Drones have been getting a bad press recently, and rightly so: but don’t worry, this isn’t about the type of drone it’ll soon be economically realistic to buy to send on CIA-style missions against the neighbour’s cat. No sirree Bob. The drones I’m talking about are of the musical variety.
There’s a strong tradition of droning in Scottish music of course: it’s an essential element of the bagpipes, as anyone who’s ever walked past a busker on Edinburgh’s Royal Mile can testify (incidentally, what was up with that on Saturday just past? There were, like, two of them doing a duet next to David Hume, and although I’m no expert, they were properly good? No Flower of Scotland or anything!)
Anyway, when I was starting to put together material for my forthcoming (at some point) solo album/vanity project, ‘Songs in a Scottish Accent,’ there were a few people at the top of my list of potential collaborators, and one of them was Craig ‘Harky’ Harkness. Apart from being – at various points – my unpaid (other than the occasional pint) sound and recording engineer, producer, mentor and provider of fun musical facts, Harky is a greatly underrated (especially by himself) musician and composer of interesting noises. One which I have still on my phone is literally called ‘Harky’s Drone-ilicious Comp’ (I think someone else named it for him, as he was too modest to call it anything, typically) which has featured in a fire safety film made by Fife students and now to be shown more widely.
When we first started batting ideas back and forward, Harky – perhaps because he knew of my liking for Kula Shaker – sent me this short piece which he’d put together on his phone, using a shruti box app and, I think, another synth app. The droning of the shruti box – an Indian instrument – the high, wailing, synth, and the positively hypnotic, weird beat he’d added to it, was intriguing to me, to say the least. I saw it as a perfect length for a short spoken word piece.
My more conventional musical tropes were then brought to bear on it. Layering on guitars and keyboard was easy enough – for those of you that are interested, I used my own, semi-acoustic De Ville for the distorted solo – amazing how a clean acoustic signal can be thoroughly dirtied up with the right software. I added a burst of bagpipe sample at the start, as a sort of hommage to my homeland drone. I also have some decent tabla samples, so I built them into a basic beat that complemented Harky’s original percussion. Then I was ready to put some words on it.
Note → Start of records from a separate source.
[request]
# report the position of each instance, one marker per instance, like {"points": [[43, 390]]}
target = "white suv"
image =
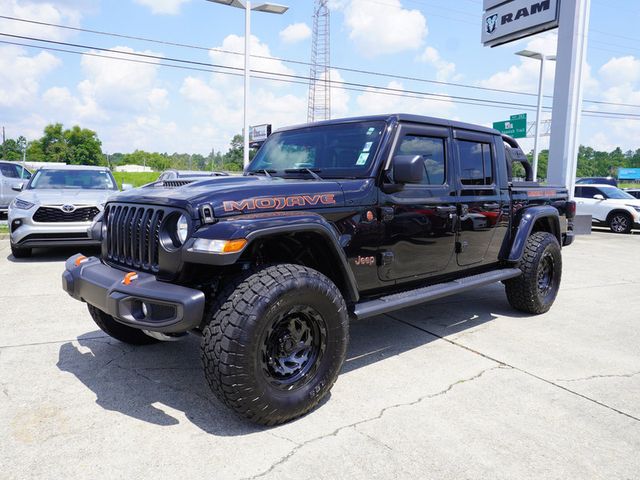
{"points": [[608, 206]]}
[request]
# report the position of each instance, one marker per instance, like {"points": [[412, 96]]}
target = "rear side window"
{"points": [[476, 165], [587, 192], [431, 150]]}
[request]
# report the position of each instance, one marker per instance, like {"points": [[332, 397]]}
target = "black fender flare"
{"points": [[527, 221], [258, 226]]}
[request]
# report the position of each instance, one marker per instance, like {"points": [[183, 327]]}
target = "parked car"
{"points": [[12, 178], [178, 178], [633, 191], [339, 220], [597, 180], [608, 206], [57, 207]]}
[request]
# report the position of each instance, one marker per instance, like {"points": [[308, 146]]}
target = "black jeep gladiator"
{"points": [[331, 222]]}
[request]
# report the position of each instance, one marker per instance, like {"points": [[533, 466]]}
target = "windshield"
{"points": [[616, 193], [339, 150], [74, 179]]}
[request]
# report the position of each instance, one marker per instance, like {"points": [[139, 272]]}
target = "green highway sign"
{"points": [[515, 127]]}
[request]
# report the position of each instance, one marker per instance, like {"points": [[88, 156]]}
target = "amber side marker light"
{"points": [[129, 277], [206, 245]]}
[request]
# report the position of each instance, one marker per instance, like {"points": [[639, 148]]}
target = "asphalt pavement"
{"points": [[465, 387]]}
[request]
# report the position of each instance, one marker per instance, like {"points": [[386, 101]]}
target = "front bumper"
{"points": [[24, 232], [146, 303]]}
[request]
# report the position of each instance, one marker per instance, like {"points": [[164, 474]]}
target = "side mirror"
{"points": [[408, 168]]}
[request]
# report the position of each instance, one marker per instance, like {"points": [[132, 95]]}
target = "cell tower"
{"points": [[319, 84]]}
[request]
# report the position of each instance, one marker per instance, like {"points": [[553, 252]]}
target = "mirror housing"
{"points": [[408, 168]]}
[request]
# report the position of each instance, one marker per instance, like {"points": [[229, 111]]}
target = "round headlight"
{"points": [[182, 228]]}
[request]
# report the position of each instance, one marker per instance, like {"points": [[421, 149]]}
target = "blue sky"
{"points": [[166, 109]]}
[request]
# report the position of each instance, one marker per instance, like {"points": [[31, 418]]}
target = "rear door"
{"points": [[419, 220], [480, 199]]}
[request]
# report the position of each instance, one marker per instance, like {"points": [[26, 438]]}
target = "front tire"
{"points": [[121, 332], [536, 289], [620, 222], [275, 346], [20, 252]]}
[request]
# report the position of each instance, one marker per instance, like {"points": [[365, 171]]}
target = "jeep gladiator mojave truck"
{"points": [[338, 220]]}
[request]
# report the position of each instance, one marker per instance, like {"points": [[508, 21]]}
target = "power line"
{"points": [[268, 75], [299, 62]]}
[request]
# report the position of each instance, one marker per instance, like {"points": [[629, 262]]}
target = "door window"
{"points": [[431, 150], [476, 167], [9, 171]]}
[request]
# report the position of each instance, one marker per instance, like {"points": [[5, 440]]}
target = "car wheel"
{"points": [[275, 346], [536, 289], [620, 222], [20, 252], [117, 330]]}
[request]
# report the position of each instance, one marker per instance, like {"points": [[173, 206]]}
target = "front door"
{"points": [[419, 220], [481, 202]]}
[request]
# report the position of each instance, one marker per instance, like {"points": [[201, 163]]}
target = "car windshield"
{"points": [[74, 179], [339, 150], [616, 193]]}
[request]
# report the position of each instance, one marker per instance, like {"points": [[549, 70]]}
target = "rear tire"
{"points": [[20, 252], [536, 289], [121, 332], [620, 222], [274, 347]]}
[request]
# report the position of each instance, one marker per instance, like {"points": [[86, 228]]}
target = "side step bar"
{"points": [[425, 294]]}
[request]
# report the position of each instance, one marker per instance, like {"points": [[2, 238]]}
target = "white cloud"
{"points": [[47, 12], [163, 7], [20, 75], [296, 32], [445, 71], [235, 43], [375, 101], [384, 28]]}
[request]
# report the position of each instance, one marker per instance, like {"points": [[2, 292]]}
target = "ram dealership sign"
{"points": [[508, 20]]}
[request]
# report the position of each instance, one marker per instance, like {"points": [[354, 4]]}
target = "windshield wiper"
{"points": [[261, 170], [305, 170]]}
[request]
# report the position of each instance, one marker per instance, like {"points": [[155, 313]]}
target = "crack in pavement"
{"points": [[354, 425], [521, 370], [593, 377], [55, 341]]}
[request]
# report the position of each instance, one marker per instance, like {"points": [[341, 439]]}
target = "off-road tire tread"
{"points": [[626, 230], [121, 332], [224, 331], [522, 291]]}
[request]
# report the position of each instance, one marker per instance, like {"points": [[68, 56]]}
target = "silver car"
{"points": [[12, 177], [57, 207]]}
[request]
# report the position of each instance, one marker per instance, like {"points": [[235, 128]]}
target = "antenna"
{"points": [[319, 107]]}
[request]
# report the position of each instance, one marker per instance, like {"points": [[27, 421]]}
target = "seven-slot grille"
{"points": [[56, 215], [133, 235]]}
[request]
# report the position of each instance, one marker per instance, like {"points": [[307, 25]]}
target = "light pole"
{"points": [[259, 7], [536, 142]]}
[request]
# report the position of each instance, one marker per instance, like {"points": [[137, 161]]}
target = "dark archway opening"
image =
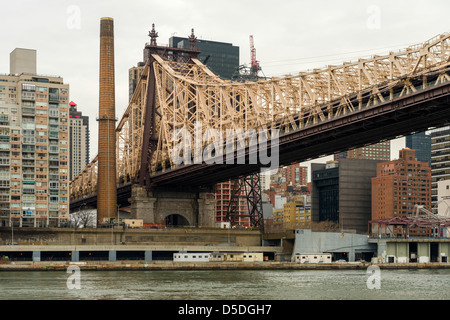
{"points": [[176, 220]]}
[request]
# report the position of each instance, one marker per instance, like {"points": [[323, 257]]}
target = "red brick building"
{"points": [[399, 186]]}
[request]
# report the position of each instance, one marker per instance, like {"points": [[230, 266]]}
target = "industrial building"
{"points": [[34, 146], [349, 247]]}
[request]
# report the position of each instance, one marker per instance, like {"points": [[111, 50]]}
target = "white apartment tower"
{"points": [[34, 146]]}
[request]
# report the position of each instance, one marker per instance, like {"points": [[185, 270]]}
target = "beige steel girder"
{"points": [[189, 93]]}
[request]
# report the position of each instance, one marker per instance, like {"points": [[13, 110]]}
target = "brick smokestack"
{"points": [[106, 185]]}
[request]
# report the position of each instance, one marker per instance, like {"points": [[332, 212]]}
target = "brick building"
{"points": [[399, 186]]}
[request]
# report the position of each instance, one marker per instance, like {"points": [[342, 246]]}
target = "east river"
{"points": [[421, 284]]}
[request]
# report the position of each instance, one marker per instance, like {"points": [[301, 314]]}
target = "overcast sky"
{"points": [[290, 36]]}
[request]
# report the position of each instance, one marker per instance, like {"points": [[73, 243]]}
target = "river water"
{"points": [[227, 285]]}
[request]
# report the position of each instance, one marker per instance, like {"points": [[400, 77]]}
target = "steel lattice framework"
{"points": [[176, 90]]}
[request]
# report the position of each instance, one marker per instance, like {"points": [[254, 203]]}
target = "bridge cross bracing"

The first piece I’d had in mind, called coincidentally David Hume’s Blues, proved unsuitable. That was partly because I’d had so much fun with the distorted guitars I’d have had to shout half the story: but mainly because I couldn’t get the words right. The words I used instead had a strange provenance.
In April 2014, we went on one of our Spanish expeditions, taking in Granada, Ubeda, and Malaga. It was a great trip, but the experience was coloured by my state of mind at the time: my Dad had passed away in January of that year. The small notepad I’d forced myself to take with me, to write something – anything – for the first time in three months, felt like a burden rather than a source of pleasure. All the same, some disjointed thoughts, observations, and images, made their way in. I was under no illusion that any of it might be useable.
After the holiday, the notebook – one of these fake vintage ones you get, with a faux animal skin cover, and unbleached pages that are very pretty, but difficult to write on, especially in a moving bus – went into the bookcase, unread for a year. When I did dig it out, some of the words then got sewn together loosely: it took another year before I looked at them again, tightened them up, and began to see the patterns in them: the Moroccan street-hawker dodging the cops on the Street of the Catholic Kings; the Moorish ruler of the Alhambra, grieving for his kingdom; and, of course, my own sense of loss. The final version owes much to Jane McKie, my poetic mentor (like Harky, also unpaid).
So that’s how the words and music of ‘Leaving Granada’ came together. Hope you like it.